We recently ran a RNA-seq experiment that I'm hoping to get some input on the analysis of. Im wondering in general the effect that each of the crispr editing reagents has on hematopoietic stem cells; not the effect the editing a specific gene. We electroporated each of the reagents separately or in combination to assess the effects.
The sample groups I had were Mock, RNP only (complexed Cas9 protein + gRNA electroplated into cells), ssODN electroporation, AAV only, RNP + ssODN, and RNP + AAV (with 3 biological replicates for each).
Someone mentioned to me that comparing this many samples together for differential analysis might give inaccurate results and that I should compare each of the samples separately. I previously created a vector with each of these 6 conditions together and input "design = ~condition" into DESeq2. I set the mock as the reference level so each of the samples would be assessed for differential expression against the mock treatment. Does this seem like a valid design strategy?
Also, the final two conditions (RNP+ssODN or RNP+AAV) are simply combinations of two previous conditions. Should I attempt to capture this relationship in the design formula? Does anyone have an idea for how to go about this?
I'm interested in essentially all differences between samples, including AAV vs ssODN, AAV vs RNP, RNP+ssODN vs ssODN or RNP alone and AAV+RNP vs RNP, AAV+RNP vs AAV, AAV+RNP vs ssODN, AAV+RNP vs RNP+ssODN. Is there a more applicable way to look at these differences than a simple differential expression analysis of each of the conditions vs mock? Is there a way to construct the heat map so its comparing between all conditions simultaneously rather than illustrating the fold change vs mock?
~ conditionwith the conditions as a factor is a perfectly valid design. Your two combo conditions are not "simply combinations of two previous conditions" within the statistical design: that is, you can't just use the "baseline" "RNP-vs-baseline" and "ssODN-vs-baseline" coefficients to determine expression in "RNP+ssODN" - if you do this you'll miss out on synergistic/interaction effects of the two compounds (and fitting the coefficients will be biased); you should include an interaction term if you don't want to miss these effects (this is implicitly encoded in the
~ conditiondesign). If you're interested in global inter-group variability, you should use an F-test over all possibly contrasts (use test = "LRT" as described here: https://support.bioconductor.org/p/73172/#78824).
I was thinking that the design was valid as well, this person just made me have an oh crap moment where i questioned everything. Thanks for the input. And i perhaps didn't choose my words carefully enough, but yes theres definitely different effects in the combination than just the sum of the two parts. Thanks for the clarification on the interaction term part, I'm not incredibly well versed in stats and didn't guess that point beforehand but that's really useful to know.
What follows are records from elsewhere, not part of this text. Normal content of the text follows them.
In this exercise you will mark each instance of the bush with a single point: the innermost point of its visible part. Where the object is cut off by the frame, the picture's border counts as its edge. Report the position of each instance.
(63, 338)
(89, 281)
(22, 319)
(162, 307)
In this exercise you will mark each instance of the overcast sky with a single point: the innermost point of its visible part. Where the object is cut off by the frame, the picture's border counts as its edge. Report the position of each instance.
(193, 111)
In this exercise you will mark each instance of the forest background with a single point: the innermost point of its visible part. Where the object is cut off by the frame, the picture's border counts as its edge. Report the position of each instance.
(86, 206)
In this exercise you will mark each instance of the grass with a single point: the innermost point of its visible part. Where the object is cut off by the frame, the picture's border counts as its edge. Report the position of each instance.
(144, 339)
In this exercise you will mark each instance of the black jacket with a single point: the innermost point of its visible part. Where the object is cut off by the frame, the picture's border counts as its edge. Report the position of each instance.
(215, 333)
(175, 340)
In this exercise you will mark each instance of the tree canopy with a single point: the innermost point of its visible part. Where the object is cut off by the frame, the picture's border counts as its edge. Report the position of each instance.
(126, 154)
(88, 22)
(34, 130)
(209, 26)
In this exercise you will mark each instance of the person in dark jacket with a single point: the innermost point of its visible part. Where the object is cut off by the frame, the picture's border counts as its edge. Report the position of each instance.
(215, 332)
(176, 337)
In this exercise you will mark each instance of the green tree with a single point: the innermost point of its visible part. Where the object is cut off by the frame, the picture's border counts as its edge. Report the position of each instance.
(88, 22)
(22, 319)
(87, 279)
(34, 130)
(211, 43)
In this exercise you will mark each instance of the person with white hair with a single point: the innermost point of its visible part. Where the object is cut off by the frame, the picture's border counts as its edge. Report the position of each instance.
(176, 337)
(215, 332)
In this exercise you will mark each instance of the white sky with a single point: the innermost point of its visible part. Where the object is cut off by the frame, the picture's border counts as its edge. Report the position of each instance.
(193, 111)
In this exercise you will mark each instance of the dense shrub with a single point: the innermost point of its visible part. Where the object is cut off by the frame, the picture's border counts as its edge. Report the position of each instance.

I've looked over a few things about the F-test and this seems like exactly what I was looking for. Its a bit over my head statistics wise though. Could I provide the exact same design formula? Thanks again for the great answers!
If you've any stats questions, feel free to ask on here - it's basically the only thing I can bring to biostars. There shouldn't be any reason to change the design.
I would first of all make a PCA plot to see how samples cluster. This will give an idea how large the effects of the single treatments are.
Thanks for the response. The single treatments clustered to diagonal corners of the PCA plot, not really sure what information to take from that though. Ill attach a link to the PCA plot. Overall, the clustering looks really nice and generally what I'd expect.